I guess I’m wondering about this more from the hypothetical physics aspect rather than the real person aspect. So imagine that a cyborg that can run unbelievably fast is put on an inclined treadmill that has no internal friction. When the cyborg is initially placed on the treadmill, the belt would start to roll backwards. The cyborg has been programmed to stay in the middle of the treadmill, so it starts moving its legs in a running motion to counter act the belt moving backwards. In this experiment, how fast would the cyborg need to run to stay in the middle of the treadmill?
Perhaps another way to think of this is to put a cyborg on a regular manual treadmill with normal internal friction. At some running speed, the cyborg can stay in the middle of the treadmill. But then if you improve the treadmill so the internal friction is reduced by half, how much faster would the cyborg run? If you again halved the friction, how much faster would the cyborg have to run? If you kept halving the friction over and over so that the internal friction approached zero, what running speed would the cyborg approach?
Actually human feet and legs do re-absorb a significant amount of energy; they are built to be springy. It’s one reason why humans have high endurance, and why a prosthetic like an old-fashioned rigid peg-leg works much worse than a natural foot. It doesn’t get transformed back to chemical energy but energy does get re-absorbed and re-used.
That said, entropy applies and the human foot is no more a perpetual motion engine than any other spring. It just works more efficiently than it would if it didn’t re-absorb energy.
You could stay on the treadmill for as long as you were able to maintain a steady acceleration, but that needed acceleration would be extremely high. First, take the acceleration that you’d have if you just stood “still” on the treadmill: That’s g times the sine of the angle that the treadmill is tilted at, which, for most reasonable treadmill inclinations, would be manageably small… but then, to stay on the treadmill and not just slide off, you’d need to multiply that by the ratio of your mass to the belt’s mass, and that ratio is going to be huge, somewhere in the triple-digit range.
In any event, there’s a limit to how long any physical system can maintain any steady acceleration, and it wouldn’t be very long.

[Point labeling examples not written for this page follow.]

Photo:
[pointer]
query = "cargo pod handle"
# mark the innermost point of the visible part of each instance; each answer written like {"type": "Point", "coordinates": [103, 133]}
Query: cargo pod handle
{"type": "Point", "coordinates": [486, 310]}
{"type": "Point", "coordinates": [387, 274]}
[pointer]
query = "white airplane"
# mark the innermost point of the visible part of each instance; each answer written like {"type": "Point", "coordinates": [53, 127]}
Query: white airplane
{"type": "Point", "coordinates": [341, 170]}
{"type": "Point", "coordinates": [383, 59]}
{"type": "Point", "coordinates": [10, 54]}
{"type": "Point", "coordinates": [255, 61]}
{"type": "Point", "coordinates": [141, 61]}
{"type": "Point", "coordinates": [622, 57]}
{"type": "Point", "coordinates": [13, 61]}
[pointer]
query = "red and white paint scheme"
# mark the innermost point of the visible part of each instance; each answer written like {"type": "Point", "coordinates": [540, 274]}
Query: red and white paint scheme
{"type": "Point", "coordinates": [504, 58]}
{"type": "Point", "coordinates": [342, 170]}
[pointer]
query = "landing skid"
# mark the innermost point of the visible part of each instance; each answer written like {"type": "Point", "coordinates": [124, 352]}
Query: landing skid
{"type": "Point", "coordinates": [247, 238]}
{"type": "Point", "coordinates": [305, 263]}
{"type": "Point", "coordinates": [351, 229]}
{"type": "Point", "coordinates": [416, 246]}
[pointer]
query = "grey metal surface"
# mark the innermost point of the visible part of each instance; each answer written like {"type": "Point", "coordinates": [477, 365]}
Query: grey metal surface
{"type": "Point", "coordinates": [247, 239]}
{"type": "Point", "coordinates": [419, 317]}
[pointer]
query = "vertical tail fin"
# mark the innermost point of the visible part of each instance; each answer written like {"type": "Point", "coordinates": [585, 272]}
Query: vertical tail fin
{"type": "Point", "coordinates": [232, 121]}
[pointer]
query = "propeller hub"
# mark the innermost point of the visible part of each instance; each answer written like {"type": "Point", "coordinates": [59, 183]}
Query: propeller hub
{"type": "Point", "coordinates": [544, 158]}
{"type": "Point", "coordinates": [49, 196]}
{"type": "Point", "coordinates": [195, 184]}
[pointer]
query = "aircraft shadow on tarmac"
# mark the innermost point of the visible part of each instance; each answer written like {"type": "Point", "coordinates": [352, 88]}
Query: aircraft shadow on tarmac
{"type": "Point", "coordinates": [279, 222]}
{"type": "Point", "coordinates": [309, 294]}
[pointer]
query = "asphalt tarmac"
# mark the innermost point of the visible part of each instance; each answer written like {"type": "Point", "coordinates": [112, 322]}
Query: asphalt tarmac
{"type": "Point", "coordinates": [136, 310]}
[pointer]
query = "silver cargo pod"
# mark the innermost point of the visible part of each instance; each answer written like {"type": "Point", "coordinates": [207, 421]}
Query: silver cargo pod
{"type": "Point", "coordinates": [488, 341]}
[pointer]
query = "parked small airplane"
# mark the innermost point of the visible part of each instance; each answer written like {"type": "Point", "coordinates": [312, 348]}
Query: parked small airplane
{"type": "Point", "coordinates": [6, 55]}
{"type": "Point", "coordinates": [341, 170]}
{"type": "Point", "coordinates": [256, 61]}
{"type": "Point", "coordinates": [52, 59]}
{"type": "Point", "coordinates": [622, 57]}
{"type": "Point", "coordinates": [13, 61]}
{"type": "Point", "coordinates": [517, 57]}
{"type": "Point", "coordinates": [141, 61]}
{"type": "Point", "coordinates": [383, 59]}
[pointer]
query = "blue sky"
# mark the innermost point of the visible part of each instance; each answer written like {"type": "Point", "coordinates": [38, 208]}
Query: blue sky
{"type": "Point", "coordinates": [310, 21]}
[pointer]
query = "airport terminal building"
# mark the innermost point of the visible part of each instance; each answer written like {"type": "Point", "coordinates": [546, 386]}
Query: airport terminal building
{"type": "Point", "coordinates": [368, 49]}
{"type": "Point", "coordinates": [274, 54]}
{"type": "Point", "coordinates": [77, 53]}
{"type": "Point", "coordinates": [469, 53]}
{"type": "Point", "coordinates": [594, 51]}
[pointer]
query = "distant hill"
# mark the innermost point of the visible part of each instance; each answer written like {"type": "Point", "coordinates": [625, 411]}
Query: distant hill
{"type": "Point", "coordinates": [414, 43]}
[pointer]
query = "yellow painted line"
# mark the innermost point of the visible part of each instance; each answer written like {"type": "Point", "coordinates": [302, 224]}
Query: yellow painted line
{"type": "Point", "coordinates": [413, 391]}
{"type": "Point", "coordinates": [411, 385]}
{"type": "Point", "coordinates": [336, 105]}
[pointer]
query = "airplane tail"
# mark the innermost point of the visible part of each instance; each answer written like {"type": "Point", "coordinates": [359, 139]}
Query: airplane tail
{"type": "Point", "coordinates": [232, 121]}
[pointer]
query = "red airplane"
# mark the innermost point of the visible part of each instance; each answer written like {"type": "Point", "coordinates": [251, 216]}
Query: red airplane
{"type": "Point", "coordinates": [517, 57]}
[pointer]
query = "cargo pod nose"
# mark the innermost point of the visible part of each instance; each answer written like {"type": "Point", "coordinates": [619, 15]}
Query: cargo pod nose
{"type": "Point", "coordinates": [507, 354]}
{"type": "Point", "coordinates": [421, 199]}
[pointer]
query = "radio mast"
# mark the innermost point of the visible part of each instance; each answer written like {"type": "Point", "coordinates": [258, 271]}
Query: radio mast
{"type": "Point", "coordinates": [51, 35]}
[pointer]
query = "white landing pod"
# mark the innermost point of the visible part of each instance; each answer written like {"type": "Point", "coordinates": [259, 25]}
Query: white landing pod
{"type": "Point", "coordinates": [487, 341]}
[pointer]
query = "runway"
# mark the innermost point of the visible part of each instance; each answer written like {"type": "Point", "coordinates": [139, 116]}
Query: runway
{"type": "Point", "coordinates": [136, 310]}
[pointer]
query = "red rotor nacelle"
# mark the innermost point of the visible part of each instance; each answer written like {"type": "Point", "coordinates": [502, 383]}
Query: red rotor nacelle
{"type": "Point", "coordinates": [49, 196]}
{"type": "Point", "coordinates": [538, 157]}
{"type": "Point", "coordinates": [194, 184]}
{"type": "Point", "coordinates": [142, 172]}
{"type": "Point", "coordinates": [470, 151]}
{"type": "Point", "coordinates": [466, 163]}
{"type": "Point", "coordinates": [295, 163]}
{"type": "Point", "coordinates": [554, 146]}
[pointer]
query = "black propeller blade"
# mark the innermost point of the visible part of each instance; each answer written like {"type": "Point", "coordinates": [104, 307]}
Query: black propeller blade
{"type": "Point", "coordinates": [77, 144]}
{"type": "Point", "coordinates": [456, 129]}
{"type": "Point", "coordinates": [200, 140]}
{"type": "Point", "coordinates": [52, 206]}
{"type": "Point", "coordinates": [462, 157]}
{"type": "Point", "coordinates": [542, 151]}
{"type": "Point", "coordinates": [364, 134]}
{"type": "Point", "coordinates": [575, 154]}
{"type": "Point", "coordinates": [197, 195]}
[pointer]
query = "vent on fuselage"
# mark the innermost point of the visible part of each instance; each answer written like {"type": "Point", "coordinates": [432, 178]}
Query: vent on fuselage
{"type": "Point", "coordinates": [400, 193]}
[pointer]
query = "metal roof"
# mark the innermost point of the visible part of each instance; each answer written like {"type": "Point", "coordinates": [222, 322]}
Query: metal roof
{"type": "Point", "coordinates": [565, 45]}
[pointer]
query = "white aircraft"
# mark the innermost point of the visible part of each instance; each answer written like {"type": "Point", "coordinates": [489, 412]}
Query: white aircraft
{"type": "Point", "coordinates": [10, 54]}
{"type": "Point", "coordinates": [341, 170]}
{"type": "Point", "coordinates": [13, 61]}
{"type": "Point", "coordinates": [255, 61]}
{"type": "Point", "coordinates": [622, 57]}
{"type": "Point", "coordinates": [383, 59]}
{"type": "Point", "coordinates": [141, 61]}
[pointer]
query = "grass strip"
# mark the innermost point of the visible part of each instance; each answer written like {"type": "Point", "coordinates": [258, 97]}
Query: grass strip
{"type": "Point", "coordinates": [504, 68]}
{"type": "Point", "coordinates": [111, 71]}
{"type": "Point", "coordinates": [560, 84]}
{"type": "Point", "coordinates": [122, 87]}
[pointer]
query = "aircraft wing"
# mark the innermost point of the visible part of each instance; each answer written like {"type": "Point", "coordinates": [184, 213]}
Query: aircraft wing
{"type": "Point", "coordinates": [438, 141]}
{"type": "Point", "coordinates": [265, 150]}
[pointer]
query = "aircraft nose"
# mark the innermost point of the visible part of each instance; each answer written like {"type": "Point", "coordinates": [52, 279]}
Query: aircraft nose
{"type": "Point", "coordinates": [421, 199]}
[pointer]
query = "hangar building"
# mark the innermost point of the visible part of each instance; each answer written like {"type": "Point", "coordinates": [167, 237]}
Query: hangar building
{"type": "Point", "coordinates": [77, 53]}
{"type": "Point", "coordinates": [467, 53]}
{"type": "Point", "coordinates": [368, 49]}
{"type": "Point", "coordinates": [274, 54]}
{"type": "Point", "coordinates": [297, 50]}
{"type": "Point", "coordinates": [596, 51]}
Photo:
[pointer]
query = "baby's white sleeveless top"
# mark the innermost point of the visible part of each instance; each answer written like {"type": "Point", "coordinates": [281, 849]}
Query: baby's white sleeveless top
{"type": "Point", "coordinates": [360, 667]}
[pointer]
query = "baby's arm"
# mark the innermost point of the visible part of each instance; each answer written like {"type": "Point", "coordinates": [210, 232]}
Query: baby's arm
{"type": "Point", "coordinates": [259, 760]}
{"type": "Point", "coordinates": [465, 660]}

Well, if you can imagine no internal friction, why not just imagine a human that can run unbelievably fast? Regardless, what ever it is that “can run unbelievably fast”, it will reach that unbelievable limit very quickly indeed.
There will be a limit - there won’t be an " infinitely fast".
Yeah, continuous acceleration adds up surprisingly quickly, so whatever limits exist will be reached relatively quickly. In this case, how fast a human can make their legs move, so the limit will be reached quickly indeed.
It would take about a year for a spacecraft to reach the edge of light speed with a continuous 1g acceleration in space, which is a close to zero friction environment. Which is nowhere near “infinite” of course. And assumes you somehow had unlimited fuel.
Point is that yes, eventually you’ll reach a limit, even with something a lot better at accelerating than a human.
One could also argue that the treadmill would accelerate faster than the equivalent of 1g.
Would it make a difference if you put the treadmill on a plane?
Yeah, but “a year to lightspeed at 1g” was the example I knew off the top of my head.
I guessed it would take 15 posts. Not bad.
It’s FQ. Couldn’t do it much earlier.
Do you want the treadmill on the plane, or under it?
In the aisle, blocking access to the bathrooms.
With zero internal friction you may as well make a comparison of a Bugatti on an inclined sheet of ice. No matter how fast the Bugatti can accelerate the speed of its tires, it’s just going to slide off the sheet of ice just as fast as a Model-T sitting idle.